陈雅眼神茫茫,坐在客厅的沙发上,愣出神,脸上的泪痕叠了一层又一层,红肿的眼睛仍有残泪释出。饭桌上,还放着张老板送来的烧鹅,飘散出一丝肉汁香,不过,她闻不到,连日的哭泣堵住了她的鼻腔。
此时的陈雅实在没有心力,也无法面对,无法和他告别,他的遗体还没有火化,送去殡仪馆后就在冰柜里存放着,她需要一点时间,来接受这件事情。
可她还没有调整过来,另一件她担心的事情就已经来了。
门外的人报了身份,陈佳雪没敢开门,转头望向沙发上的陈雅,只见陈雅突然浑身一颤,回过神来,起身冲到门口,拉住陈佳雪的手,猛地往房间里拽,“回房间去,别出来,这不是你小孩子该管的事。”
这样罕见的一面,把陈佳雪吓住了,她身体不由得哆嗦,心中有些疑问,也不敢在此刻问出口,只能战战兢兢地任由陈雅把她拉回房间。
见门内的人许久不来开门,这回敲起门来。
“砰砰砰——”
不锈钢的门被敲得跟打鼓似的响,每敲一下都让陈雅的心一紧。
“别敲了,再敲我就报警。”
“陈雅,我知道是你,开门,我想跟你聊聊。”
“我跟你没什么好聊的。”
“你先把门开开。”另一个女声响起,有些野蛮,“不开我们就继续敲。”
“这里不欢迎你,哪来的哪回去。”陈雅呛回她们道。
“陈雅,你先把门开了,跟我们聊聊,我们也是没有办法的呀。”门外似乎软和了些,“当年的白纸黑字,我问过律师了,就算我们签了协议,按照我们的情况,现在也是无效的。”
“我不知道你在说什么,你还不走,我就叫保安了。”
待在房间里的陈佳雪,心七上八下的,她不敢开门,只能把耳朵紧紧贴在门后,零零碎碎捡了一些话语听。
“佳雪是你的宝贝,也是我们的亲生孩子。”
这句话清晰地传了过来,陈佳雪一怔,脚底似黏了强力胶,浑身移动不得,心掉入了无底洞般,她感觉她整个人都在往下坠。

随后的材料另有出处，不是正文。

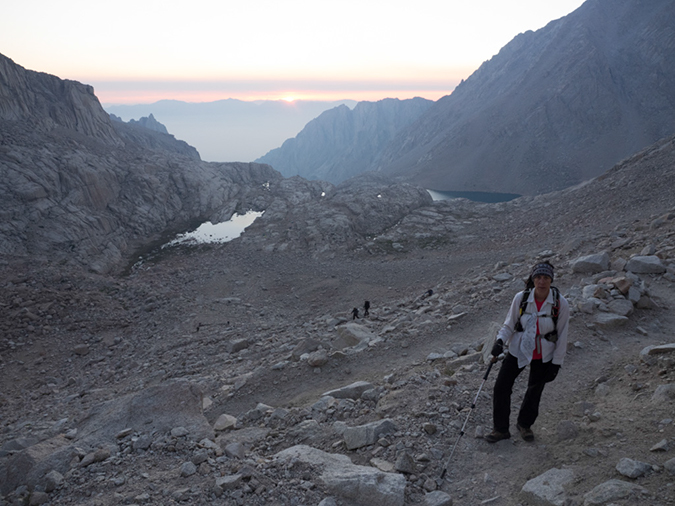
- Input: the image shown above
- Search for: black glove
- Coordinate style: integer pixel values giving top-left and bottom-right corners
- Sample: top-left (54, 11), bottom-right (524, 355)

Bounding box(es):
top-left (491, 339), bottom-right (504, 357)
top-left (544, 362), bottom-right (560, 383)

她不是妈妈亲生的吗?她一时间转不过弯,脑瓜子嗡嗡的。
门外还在吵,为了听得更清楚,她悄悄拧开了门把手,空出一条缝隙出来,声音听更清楚了。
“你有认养协议也没有用,我们不认,我还是孩子的监护人,就算上了法庭,孩子也要跟我们。”
“到了年底,孩子就八岁了,上法庭也没用,这么多年了,你们说不要就不要,现在又要回去是什么意思?”
陈雅的话如同一盆冰水,把她的身子冻实了。
她不是妈妈的亲生孩子,爸爸不在了,妈妈会不会不要她了?她也只有妈妈了。想到这,一潮恐慌涌来,占据了她的内心,她害怕得忽然发抖。
“我们真的有苦衷。”门外的人挂断了电话,态度没了先前的强硬,哀求道。
“轻飘飘一句就带过了我养她的这八年……”
陈雅还没说完,门外响起一阵手机铃声,门外的人接起来,只听电话里头传来一个男声:“怎么样了?实在不行,你们先回来,到医院这里来。”
“滚!”陈雅从阳台里拿来晾衣杆,打开防盗门,将晾衣杆戳出去,驱赶门外的人,“都不知道打了什么歪心思。”
这时候保安也上来了,扬着电棍,门外的两个女人这才罢休,骂骂咧咧地走下楼梯:“我们还会再来的。”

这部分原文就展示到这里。